Children with autism spectrum disorder (ASD) have been reported to show difficulties in using speech prosody to mark focus. The presented research aims to test whether speech training and sung speech training may improve the use of speech prosody to mark focus. Fifteen Cantonese-speaking ASD children finished pre- and post-training speech production tasks and received either speech or sung speech training. In the pre- and post- training speech production tasks, we designed games to measure participants’ ability to mark focus in conversations. In the training tasks, we improved the mapping between acoustic cues and information structure categories through a series of tasks. The conversations used in sung speech training were designed with melodies that imitated the change of acoustic cues in speech.
Training.mp4, An example of congruous and incongruous conversation pairs in sung speech training
Both of the two training methods consisted of three phases of training. In the first phase, participants listened to congruous conversations pairs attentively in a designed game. In the second phase, participants were told that the odd trial of conversation was incongruous (the focus type that the question elicited did not match with that of the answer), and the even trial was congruous. They need to attend to the differences between the odd and even trials. In the third phase, all the trials were presented in a random order. Participants needed to judge if a pair was congruous or not. Instant feedback was provided after each response.

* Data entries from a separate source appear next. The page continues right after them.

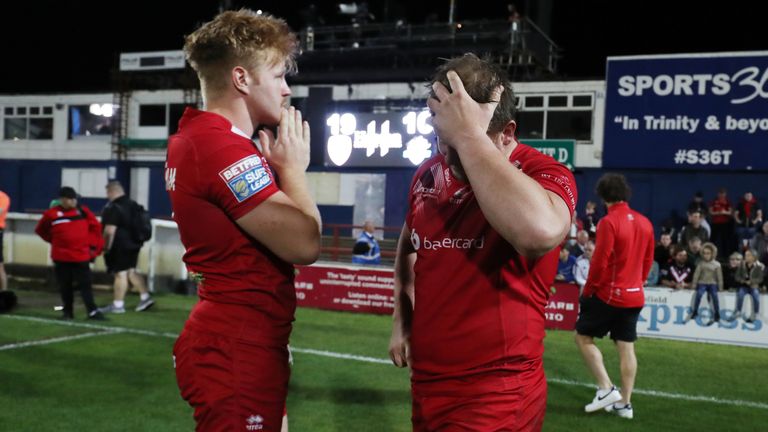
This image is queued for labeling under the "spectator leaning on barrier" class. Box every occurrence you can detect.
[686,242,724,326]
[660,245,693,289]
[35,186,104,320]
[352,221,381,264]
[731,249,765,323]
[709,188,734,256]
[733,192,763,250]
[0,190,11,291]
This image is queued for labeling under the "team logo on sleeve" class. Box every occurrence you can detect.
[219,155,272,202]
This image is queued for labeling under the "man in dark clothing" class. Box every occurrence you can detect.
[35,186,104,320]
[101,180,155,313]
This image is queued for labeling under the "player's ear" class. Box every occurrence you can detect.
[232,66,251,94]
[501,120,517,145]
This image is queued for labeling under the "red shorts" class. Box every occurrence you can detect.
[173,328,290,432]
[411,368,547,432]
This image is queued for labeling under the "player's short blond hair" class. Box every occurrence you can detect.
[184,9,299,93]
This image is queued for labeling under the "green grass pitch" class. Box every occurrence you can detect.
[0,290,768,432]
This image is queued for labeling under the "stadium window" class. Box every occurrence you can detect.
[3,106,53,141]
[517,110,544,139]
[546,111,592,141]
[68,103,117,139]
[525,96,544,108]
[139,104,167,126]
[549,96,568,107]
[573,95,592,108]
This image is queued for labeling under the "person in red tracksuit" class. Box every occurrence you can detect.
[35,186,104,320]
[576,173,654,419]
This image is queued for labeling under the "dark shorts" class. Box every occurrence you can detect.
[104,249,140,273]
[576,295,643,342]
[173,328,290,432]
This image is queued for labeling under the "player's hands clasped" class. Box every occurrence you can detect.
[259,107,309,175]
[427,71,504,150]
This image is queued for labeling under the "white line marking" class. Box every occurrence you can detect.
[0,331,116,351]
[0,315,768,410]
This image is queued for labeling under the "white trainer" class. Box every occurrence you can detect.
[584,386,621,412]
[605,404,634,419]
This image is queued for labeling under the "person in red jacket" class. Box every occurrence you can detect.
[576,173,654,419]
[35,186,104,320]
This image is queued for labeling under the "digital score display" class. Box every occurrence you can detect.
[325,109,436,168]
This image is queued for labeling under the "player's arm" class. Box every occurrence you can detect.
[427,71,571,257]
[389,223,416,367]
[236,107,322,264]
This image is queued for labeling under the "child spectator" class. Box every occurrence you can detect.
[686,242,723,326]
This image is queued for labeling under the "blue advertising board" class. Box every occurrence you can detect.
[603,51,768,170]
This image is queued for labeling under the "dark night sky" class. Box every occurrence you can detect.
[0,0,768,94]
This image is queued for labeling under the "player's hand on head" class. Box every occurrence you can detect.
[427,71,504,149]
[259,107,309,174]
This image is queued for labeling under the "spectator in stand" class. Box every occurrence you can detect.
[352,221,381,264]
[581,201,600,240]
[686,237,704,268]
[749,221,768,265]
[568,230,589,258]
[660,245,693,289]
[686,242,723,326]
[573,240,595,295]
[733,192,763,250]
[678,210,709,245]
[709,188,734,257]
[645,261,661,286]
[731,249,765,323]
[723,252,744,291]
[688,191,712,241]
[653,231,672,268]
[555,246,576,283]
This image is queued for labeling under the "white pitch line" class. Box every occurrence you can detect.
[0,315,768,410]
[0,331,115,351]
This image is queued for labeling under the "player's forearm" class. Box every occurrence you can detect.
[460,145,570,257]
[280,170,323,234]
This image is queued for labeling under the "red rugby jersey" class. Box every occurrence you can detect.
[582,202,654,308]
[406,144,576,382]
[165,108,296,328]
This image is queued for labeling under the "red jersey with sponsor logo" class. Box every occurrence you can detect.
[165,108,296,338]
[582,202,654,308]
[406,144,576,384]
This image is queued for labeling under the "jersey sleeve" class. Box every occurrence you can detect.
[526,158,578,217]
[198,143,280,219]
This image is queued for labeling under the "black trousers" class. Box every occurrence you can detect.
[54,261,97,315]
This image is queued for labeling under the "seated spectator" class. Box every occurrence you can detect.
[660,245,693,289]
[723,252,744,291]
[645,260,661,286]
[686,237,703,268]
[573,240,595,294]
[709,188,735,257]
[688,191,712,236]
[749,221,768,265]
[568,230,589,258]
[653,231,672,267]
[352,221,381,264]
[685,242,723,326]
[731,249,765,323]
[555,247,576,283]
[581,201,600,240]
[733,192,763,250]
[678,211,709,245]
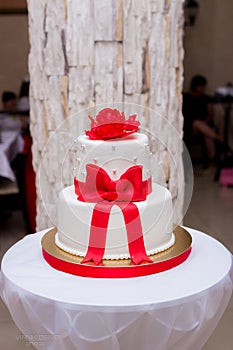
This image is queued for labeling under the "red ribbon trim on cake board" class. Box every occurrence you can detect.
[74,164,152,265]
[42,246,192,278]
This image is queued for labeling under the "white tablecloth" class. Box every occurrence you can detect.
[1,229,233,350]
[0,131,23,181]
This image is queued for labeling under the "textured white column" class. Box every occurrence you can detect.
[28,0,184,229]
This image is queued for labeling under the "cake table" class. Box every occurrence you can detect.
[0,228,233,350]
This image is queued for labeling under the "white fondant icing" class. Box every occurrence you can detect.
[76,133,150,181]
[56,184,174,259]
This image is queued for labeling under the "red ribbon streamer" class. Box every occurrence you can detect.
[74,164,152,265]
[42,247,192,278]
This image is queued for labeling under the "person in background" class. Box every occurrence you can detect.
[183,75,222,168]
[17,75,30,134]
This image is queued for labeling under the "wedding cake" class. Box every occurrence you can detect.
[55,108,175,265]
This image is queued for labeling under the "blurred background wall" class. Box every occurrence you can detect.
[184,0,233,94]
[0,0,29,104]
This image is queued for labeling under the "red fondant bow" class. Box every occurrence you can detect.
[74,164,152,264]
[74,164,151,202]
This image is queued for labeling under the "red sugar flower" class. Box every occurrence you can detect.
[86,108,140,140]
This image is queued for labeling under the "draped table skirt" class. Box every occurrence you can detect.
[0,228,233,350]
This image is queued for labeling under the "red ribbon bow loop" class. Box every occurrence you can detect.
[74,164,152,264]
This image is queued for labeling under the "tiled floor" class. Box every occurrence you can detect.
[0,169,233,350]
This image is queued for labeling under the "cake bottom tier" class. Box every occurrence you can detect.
[55,184,175,260]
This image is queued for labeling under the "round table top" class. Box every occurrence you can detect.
[1,228,232,310]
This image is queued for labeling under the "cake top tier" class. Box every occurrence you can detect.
[86,108,140,140]
[76,108,151,181]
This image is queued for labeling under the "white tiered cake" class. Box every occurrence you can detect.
[55,109,175,264]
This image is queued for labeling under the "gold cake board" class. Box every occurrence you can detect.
[41,226,192,278]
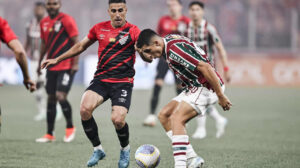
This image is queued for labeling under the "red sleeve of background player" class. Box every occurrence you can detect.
[62,15,79,38]
[157,17,164,35]
[0,17,17,44]
[88,25,97,41]
[131,26,141,42]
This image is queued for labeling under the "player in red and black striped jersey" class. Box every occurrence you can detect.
[0,17,35,91]
[42,0,140,168]
[36,0,78,142]
[143,0,190,126]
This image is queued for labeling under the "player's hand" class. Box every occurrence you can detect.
[71,64,79,75]
[23,79,36,92]
[36,66,42,76]
[224,71,231,83]
[219,94,232,111]
[41,59,58,69]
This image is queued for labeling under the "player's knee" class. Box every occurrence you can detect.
[155,79,164,86]
[111,115,125,129]
[55,92,67,102]
[80,104,93,120]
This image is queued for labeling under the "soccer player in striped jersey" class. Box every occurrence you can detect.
[136,29,232,168]
[36,0,78,143]
[0,17,36,92]
[187,1,230,139]
[42,0,140,168]
[143,0,190,127]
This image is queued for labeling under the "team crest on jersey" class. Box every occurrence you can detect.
[54,21,61,32]
[109,37,116,43]
[119,36,128,45]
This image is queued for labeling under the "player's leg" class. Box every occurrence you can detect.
[80,80,108,167]
[143,58,169,127]
[192,115,206,139]
[110,83,133,168]
[158,98,199,163]
[170,101,198,168]
[207,105,227,138]
[55,71,76,142]
[36,71,57,142]
[30,60,47,121]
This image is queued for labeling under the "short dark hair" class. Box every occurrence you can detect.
[189,1,204,9]
[108,0,126,4]
[136,29,158,48]
[34,2,45,7]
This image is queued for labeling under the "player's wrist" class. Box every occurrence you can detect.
[224,66,229,72]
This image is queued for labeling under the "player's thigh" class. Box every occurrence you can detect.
[80,90,104,114]
[109,83,133,112]
[45,71,58,95]
[155,59,169,81]
[56,70,74,94]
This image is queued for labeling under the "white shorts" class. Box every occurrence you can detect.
[172,85,225,115]
[29,60,46,82]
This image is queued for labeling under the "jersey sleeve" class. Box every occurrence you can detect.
[131,26,141,42]
[207,24,220,43]
[169,43,207,71]
[156,18,163,35]
[63,16,79,37]
[87,25,97,40]
[0,18,17,44]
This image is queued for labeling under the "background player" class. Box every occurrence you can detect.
[36,0,78,142]
[25,2,62,121]
[42,0,140,168]
[144,0,190,126]
[136,29,231,168]
[187,1,230,139]
[0,17,36,92]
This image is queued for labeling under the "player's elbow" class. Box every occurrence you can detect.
[197,62,212,72]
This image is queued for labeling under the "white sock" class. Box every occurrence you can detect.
[94,144,103,151]
[166,130,198,159]
[121,144,130,151]
[196,115,206,129]
[172,135,189,168]
[207,105,225,122]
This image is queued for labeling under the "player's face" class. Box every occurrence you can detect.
[46,0,61,18]
[108,3,127,28]
[189,5,204,21]
[34,6,46,19]
[140,41,163,63]
[167,0,182,15]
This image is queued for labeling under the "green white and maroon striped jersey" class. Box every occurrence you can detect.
[164,34,223,89]
[186,19,220,67]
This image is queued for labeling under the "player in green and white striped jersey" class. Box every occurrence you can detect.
[135,29,232,168]
[186,1,230,139]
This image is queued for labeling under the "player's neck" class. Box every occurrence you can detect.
[49,12,60,19]
[193,18,203,27]
[170,13,182,20]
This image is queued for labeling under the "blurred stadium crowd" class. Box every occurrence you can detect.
[0,0,300,56]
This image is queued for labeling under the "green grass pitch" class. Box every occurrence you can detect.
[0,86,300,168]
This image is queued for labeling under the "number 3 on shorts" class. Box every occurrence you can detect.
[61,73,70,86]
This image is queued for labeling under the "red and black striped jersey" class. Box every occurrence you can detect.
[87,21,140,83]
[40,13,78,71]
[0,17,17,47]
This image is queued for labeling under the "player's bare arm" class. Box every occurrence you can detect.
[36,40,46,75]
[197,61,232,111]
[215,40,230,82]
[8,39,36,92]
[71,36,79,73]
[41,37,95,69]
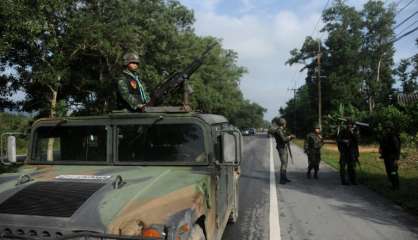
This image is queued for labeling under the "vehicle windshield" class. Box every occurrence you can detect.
[118,124,206,163]
[32,126,107,162]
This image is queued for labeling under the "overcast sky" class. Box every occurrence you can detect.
[180,0,418,120]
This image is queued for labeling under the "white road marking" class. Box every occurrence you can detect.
[270,138,281,240]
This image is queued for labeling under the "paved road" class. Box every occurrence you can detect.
[223,135,418,240]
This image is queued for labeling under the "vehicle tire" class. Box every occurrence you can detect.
[189,224,206,240]
[228,182,239,224]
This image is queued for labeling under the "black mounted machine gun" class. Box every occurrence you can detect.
[144,43,217,111]
[396,93,418,106]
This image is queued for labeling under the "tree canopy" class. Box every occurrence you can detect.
[0,0,266,127]
[280,0,418,138]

We extracted acoustic cues from ASD children’s speech before and after training and performed statistical analyses. Our pilot results showed that both speech and sung speech training might have improved the use of prosodic cues such as intensity and f0 in marking focus across various focus positions (e.g. meanF0.tiff). However, ASD children may still have difficulties in integrating all the prosodic cues across focus conditions.